Here’s how I did it.

Life without on-call

It’s blissful, right? No late-night phone calls. No need to remember your laptop or modify your plans. Nothing ever goes wrong. The app never goes down, your providers never fail, deploys never break anything, and customers are never impacted.

I mean, that’s what you think happens but ignorance doesn’t make it true. And this is not the reality we lived under.

In the earliest days, we had no monitoring at all which is where all projects start out. Pretty soon though I added Rollbar to start tracking exceptions that happened in production and pipe those notifications into Slack. And then we noticed the app might be briefly unresponsive at times so we added a simple uptime checker (UptimeRobot) to tell us if the app stopped responding.

Back in the early days when Podia had just one, two, or three or four full-time developers we didn’t have any defined processes for handling these notifications. Instead, our typical daily routine for each of us went something like this: wake up, check Slack for errors (because of cause of it was on our phones), have breakfast, check Slack for errors, do some work whilst checking Slack for errors, run some errands whilst checking Slack for errors…

Having every developer poll Slack for news about problems is not very efficient and over the long-term it led to a lot of internalised stress and apprehension. When we were constantly logging into Slack, especially during those moments of personal time when we’re supposed to be resting, it quickly developed into a neurotic pattern of behaviour.

I remember being in town one Saturday with the family and a checked Slack out of habit as I was walking down the street. There I saw a ton of errors for, I think, our background jobs being killed due to OutOfMemory errors. Since I was about an hour from home, without a laptop, and supposed to be enjoying an afternoon with the family, there wasn’t much I could do about the problem. Luckily, Jason had woken up in Tennessee, saw the messages and was able to resolve the issue.

We were lucky because we didn’t have many users at the time and they weren’t actively using the platform at all times of the day and week. But that was changing fast…

Introducing on-call

I knew we needed an on-call system but I was also extremely wary of it becoming an exploitative system that the developers would come to resent.

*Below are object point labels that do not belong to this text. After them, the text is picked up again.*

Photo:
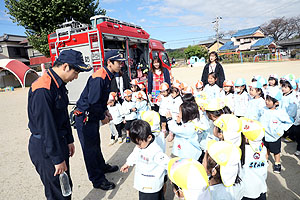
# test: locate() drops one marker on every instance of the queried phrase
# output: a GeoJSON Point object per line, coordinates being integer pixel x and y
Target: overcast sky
{"type": "Point", "coordinates": [184, 22]}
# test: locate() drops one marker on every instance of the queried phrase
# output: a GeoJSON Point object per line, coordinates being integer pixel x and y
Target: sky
{"type": "Point", "coordinates": [184, 22]}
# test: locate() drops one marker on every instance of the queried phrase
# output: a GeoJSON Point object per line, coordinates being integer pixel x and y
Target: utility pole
{"type": "Point", "coordinates": [216, 27]}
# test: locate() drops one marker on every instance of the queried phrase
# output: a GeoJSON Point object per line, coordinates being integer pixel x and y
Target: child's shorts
{"type": "Point", "coordinates": [163, 119]}
{"type": "Point", "coordinates": [152, 196]}
{"type": "Point", "coordinates": [274, 147]}
{"type": "Point", "coordinates": [128, 124]}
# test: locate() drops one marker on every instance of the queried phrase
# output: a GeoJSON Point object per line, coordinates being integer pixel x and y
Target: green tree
{"type": "Point", "coordinates": [199, 51]}
{"type": "Point", "coordinates": [41, 17]}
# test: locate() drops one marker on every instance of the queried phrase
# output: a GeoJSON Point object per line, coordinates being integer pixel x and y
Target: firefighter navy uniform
{"type": "Point", "coordinates": [93, 104]}
{"type": "Point", "coordinates": [51, 131]}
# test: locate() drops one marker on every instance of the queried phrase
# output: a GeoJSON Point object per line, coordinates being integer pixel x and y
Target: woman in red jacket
{"type": "Point", "coordinates": [156, 76]}
{"type": "Point", "coordinates": [213, 65]}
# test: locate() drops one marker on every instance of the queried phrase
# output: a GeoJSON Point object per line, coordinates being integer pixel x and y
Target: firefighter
{"type": "Point", "coordinates": [51, 141]}
{"type": "Point", "coordinates": [91, 108]}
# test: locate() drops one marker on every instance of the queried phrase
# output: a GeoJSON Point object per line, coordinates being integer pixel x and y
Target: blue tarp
{"type": "Point", "coordinates": [228, 46]}
{"type": "Point", "coordinates": [244, 32]}
{"type": "Point", "coordinates": [263, 42]}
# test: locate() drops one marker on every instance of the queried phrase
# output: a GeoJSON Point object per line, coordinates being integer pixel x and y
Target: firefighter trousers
{"type": "Point", "coordinates": [89, 136]}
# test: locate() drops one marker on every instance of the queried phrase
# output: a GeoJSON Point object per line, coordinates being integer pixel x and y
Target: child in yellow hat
{"type": "Point", "coordinates": [222, 164]}
{"type": "Point", "coordinates": [149, 160]}
{"type": "Point", "coordinates": [254, 160]}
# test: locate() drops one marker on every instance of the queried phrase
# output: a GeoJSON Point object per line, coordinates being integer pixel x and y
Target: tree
{"type": "Point", "coordinates": [199, 51]}
{"type": "Point", "coordinates": [40, 17]}
{"type": "Point", "coordinates": [282, 28]}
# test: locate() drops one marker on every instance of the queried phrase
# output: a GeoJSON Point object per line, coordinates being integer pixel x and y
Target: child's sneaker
{"type": "Point", "coordinates": [170, 137]}
{"type": "Point", "coordinates": [112, 141]}
{"type": "Point", "coordinates": [297, 153]}
{"type": "Point", "coordinates": [120, 140]}
{"type": "Point", "coordinates": [288, 140]}
{"type": "Point", "coordinates": [277, 169]}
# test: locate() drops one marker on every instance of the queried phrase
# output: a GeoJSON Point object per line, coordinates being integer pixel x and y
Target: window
{"type": "Point", "coordinates": [165, 58]}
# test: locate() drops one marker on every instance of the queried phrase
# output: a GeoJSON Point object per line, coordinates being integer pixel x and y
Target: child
{"type": "Point", "coordinates": [222, 164]}
{"type": "Point", "coordinates": [275, 121]}
{"type": "Point", "coordinates": [129, 109]}
{"type": "Point", "coordinates": [134, 88]}
{"type": "Point", "coordinates": [116, 111]}
{"type": "Point", "coordinates": [153, 119]}
{"type": "Point", "coordinates": [189, 179]}
{"type": "Point", "coordinates": [289, 104]}
{"type": "Point", "coordinates": [257, 103]}
{"type": "Point", "coordinates": [176, 100]}
{"type": "Point", "coordinates": [241, 97]}
{"type": "Point", "coordinates": [151, 163]}
{"type": "Point", "coordinates": [199, 89]}
{"type": "Point", "coordinates": [212, 90]}
{"type": "Point", "coordinates": [141, 103]}
{"type": "Point", "coordinates": [186, 143]}
{"type": "Point", "coordinates": [164, 101]}
{"type": "Point", "coordinates": [228, 91]}
{"type": "Point", "coordinates": [228, 128]}
{"type": "Point", "coordinates": [273, 80]}
{"type": "Point", "coordinates": [255, 165]}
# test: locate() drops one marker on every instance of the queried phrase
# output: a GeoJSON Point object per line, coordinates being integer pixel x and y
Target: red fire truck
{"type": "Point", "coordinates": [104, 34]}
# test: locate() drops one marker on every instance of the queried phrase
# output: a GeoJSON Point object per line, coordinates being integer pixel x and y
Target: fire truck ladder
{"type": "Point", "coordinates": [94, 42]}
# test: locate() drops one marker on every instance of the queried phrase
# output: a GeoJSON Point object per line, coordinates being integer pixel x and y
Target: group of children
{"type": "Point", "coordinates": [223, 135]}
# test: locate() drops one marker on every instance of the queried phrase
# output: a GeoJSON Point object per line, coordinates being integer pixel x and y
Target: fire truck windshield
{"type": "Point", "coordinates": [164, 57]}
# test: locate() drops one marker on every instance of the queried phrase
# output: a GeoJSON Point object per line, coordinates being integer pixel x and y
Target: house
{"type": "Point", "coordinates": [11, 48]}
{"type": "Point", "coordinates": [289, 45]}
{"type": "Point", "coordinates": [243, 40]}
{"type": "Point", "coordinates": [212, 44]}
{"type": "Point", "coordinates": [35, 57]}
{"type": "Point", "coordinates": [266, 43]}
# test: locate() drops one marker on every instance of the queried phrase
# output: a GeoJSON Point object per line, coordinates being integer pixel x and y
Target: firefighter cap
{"type": "Point", "coordinates": [74, 58]}
{"type": "Point", "coordinates": [113, 55]}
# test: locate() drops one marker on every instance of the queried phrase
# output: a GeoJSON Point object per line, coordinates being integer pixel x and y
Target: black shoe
{"type": "Point", "coordinates": [111, 169]}
{"type": "Point", "coordinates": [105, 185]}
{"type": "Point", "coordinates": [277, 168]}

In the 20 years of my career, I’d never had to be on-call for a system. I mostly worked in research or enterprise apps, and briefly in a Level 3 Support role, but if you’d asked me I’d have said that being on-call was for the IT staff. I also, frankly, would never have cared enough about those jobs or trusted any of the companies I worked for to manage the on-call shifts in a responsible manner. The web has changed all that. In particular, the global reach of our apps means we have a never-off cycle of traffic that cannot be confined to any normal business hours. Things will go wrong when we are asleep and they will impact our users.

I used these principles when designing our on-call system, though most flow from the first:

Minimise the impact on our personal lives
Being on-call should be as low-stress as possible
Restrict the number of things that can trigger an incident
Have reasonable expectations on response times etc
The whole team has responsibility for maintaining the app so we will work as a team on-call

How often?

First, I needed to decide on the shift structure for the team. The most popular rotation schedules are either weekly (on-call for 7 days), daily (on-call for 24 hours), or something more sophisticated like follow-the-sun or business-hours/out-of-hours cover. For me, the only reasonable choice was between weekly or daily.

Weekly schedules have the advantage that they don’t come around too often. With just four of us, you’d only be on-call for 1 week in every 4. The downside though is that you’re going to be carrying your laptop around for a whole week and that’s very disruptive. Selfishly, it would have meant that I couldn’t swim for an entire week and that was a major disadvantage to me.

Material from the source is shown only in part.